Pre-process the values as much as possible to make the string comparison faster, or even bring indexes in to play.
Loop through each record from the source table one at a time. Use the following logic in your loop...
DELETE target WHERE field LIKE '%' + #source_field + '%'
IF (##row_count = 0)
[no matches]
ELSE
[matches]
The continuous deleting makes the query faster on each loop, and you're only using one query on the data (instead of one to find matches, and a second to delete the matches)
Try this --
update SourceTable
set ContainsBit = 1
from SourceTable t1
join (select TargetField from dbo.TargetTable t2) t2
on charindex(t1.SourceField, t2.TargetField) > 0
First thing is to make sure you have an index for that column on the searched table. Second is to do the LIKE without a % sign on the left side. Check the execution plan to see if you are not doing a table scan on every row.
As le dorfier correctly pointed out, there is little hope if you are using a UDF.

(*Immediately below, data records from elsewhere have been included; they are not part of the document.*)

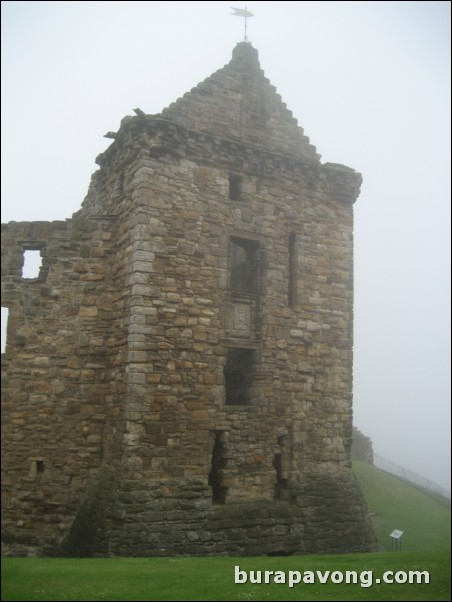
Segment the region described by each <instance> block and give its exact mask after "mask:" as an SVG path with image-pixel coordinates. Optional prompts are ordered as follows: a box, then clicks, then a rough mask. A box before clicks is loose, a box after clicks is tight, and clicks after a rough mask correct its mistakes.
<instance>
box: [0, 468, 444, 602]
mask: <svg viewBox="0 0 452 602" xmlns="http://www.w3.org/2000/svg"><path fill="white" fill-rule="evenodd" d="M354 471H355V473H356V474H357V476H358V478H359V480H360V482H361V486H362V489H363V492H364V495H365V497H366V499H367V501H368V505H369V508H370V509H371V510H372V511H374V512H376V513H377V515H376V517H375V528H376V532H377V537H378V538H379V541H380V544H381V546H382V549H383V550H384V549H385V548H386V549H387V548H388V547H389V549H390V540H389V533H390V532H391V531H392V530H393V529H394V528H398V529H401V530H403V531H405V538H404V544H403V551H402V552H394V553H391V552H389V553H383V554H382V553H377V554H349V555H348V554H344V555H336V556H290V557H256V558H225V557H220V558H98V559H66V558H5V559H4V560H3V563H2V600H5V601H6V600H27V601H28V600H41V601H44V600H74V601H76V600H79V601H82V600H111V601H114V600H124V601H127V600H137V601H138V600H212V601H213V600H338V601H339V600H413V601H414V600H450V599H451V598H450V538H449V529H450V510H449V509H448V508H446V507H444V506H443V505H441V504H440V503H438V502H437V501H436V500H434V499H433V498H431V497H430V496H428V495H426V494H425V493H423V492H421V491H418V490H417V489H415V488H413V487H410V486H409V485H407V484H406V483H404V482H402V481H400V480H399V479H397V478H395V477H392V476H390V475H387V474H386V473H384V472H382V471H380V470H378V469H377V468H375V467H373V466H369V465H366V464H361V463H356V464H355V465H354ZM235 565H240V568H241V569H242V570H246V571H250V570H272V571H285V572H286V574H288V571H291V570H297V571H301V572H303V571H316V570H320V571H327V570H329V571H334V570H339V571H343V572H345V571H347V570H354V571H357V572H358V573H359V572H360V571H369V570H371V571H373V572H374V577H381V576H382V575H383V573H384V571H394V572H397V571H400V570H405V571H409V570H418V571H429V572H430V583H429V584H421V585H409V584H403V585H402V584H396V583H395V584H393V585H387V584H383V583H381V584H380V585H377V584H374V585H373V586H372V587H367V588H363V587H361V586H360V585H359V583H357V584H345V583H343V584H340V585H335V584H333V583H329V584H326V585H322V584H320V583H318V582H316V583H315V584H313V585H308V584H302V585H296V586H295V587H293V588H292V589H291V588H289V587H288V585H287V584H286V585H283V584H279V585H277V584H274V583H270V584H265V583H262V584H254V583H249V582H248V583H246V584H235V583H234V566H235Z"/></svg>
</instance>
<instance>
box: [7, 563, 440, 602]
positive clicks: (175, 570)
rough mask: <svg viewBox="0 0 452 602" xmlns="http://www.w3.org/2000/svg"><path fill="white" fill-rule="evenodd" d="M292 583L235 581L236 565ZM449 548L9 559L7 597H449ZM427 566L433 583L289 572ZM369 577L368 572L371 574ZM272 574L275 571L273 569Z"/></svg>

There are lots of ways to skin the cat - I would think that first it would be important to know if this is a one-time operation, or a regular task that needs to be completed regularly.
Not knowing all the details of you problem, if it was me, at this was a one-time (or infrequent operation, which it sounds like it is), I'd probably extract out just the pertinent fields from the two tables including the primary key from the source table and export them down to a local machine as text files. The files sizes will likely be significantly smaller than the full tables in your database.
I'd run it locally on a fast machine using a routine written in something like 'C'/C++ or another "lightweight" language that has raw processing power, and write out a table of primary keys that "match", which I would then load back into the sql server and use it as a basis of an update query (i.e. update source table where id in select id from temp table).
You might spend a few hours writing the routine, but it would run in a fraction of the time you are seeing in sql.
By the sounds of you sql, you may be trying to do 750,000 table scans against a multi-million records table.
Tell us more about the problem.
Holy smoke, what great responses!
system is on disconnected network, so I can't copy paste, but here's the retype
Current UDF:
Create function CountInTrim
(#caseno varchar255)
returns int
as
Begin
declare #reccount int
select #reccount = count(recId) from targettable where title like '%' + #caseNo +'%'
return #reccount
end
Basically, if there's a record count, then there's a match, and the .net app updates the record. The cursor based sproc had the same logic.
Also, this is a one time process, determining which entries in a legacy record/case management system migrated successfully into the new system, so I can't redesign anything. Of course, developers of either system are no longer available, and while I have some sql experience, I am by no means an expert.
I parsed the case numbers from the crazy way the old system had to make the source table, and that's the only thing in common with the new system, the case number format. I COULD attempt to parse out the case number in the new system, then run matches against the two sets, but with a possible set of data like:
DescriptionPhrase1999-A1C-12345(5 pages)
Phrase/Two2000-A1C2F-5432S(27 Pages)
DescPhraseThree2002-B2B-2345R(8 pages)
Parsing that became a bit more complex so I thought I'd keep it simpler.
I'm going to try the single update statement, then fall back to regex in the clr if needed.
I'll update the results. And, since I've already processed more than half the records, that should help.
Try either Dan R's update query from above:
update SourceTable
set ContainsBit = 1
from SourceTable t1
join (select TargetField
from dbo.TargetTable t2) t2
on charindex(t1.SourceField, t2.TargetField) > 0
Alternatively, if the timeliness of this is important and this is sql 2005 or later, then this would be a classic use for a calculated column using SQL CLR code with Regular Expressions - no need for a standalone app.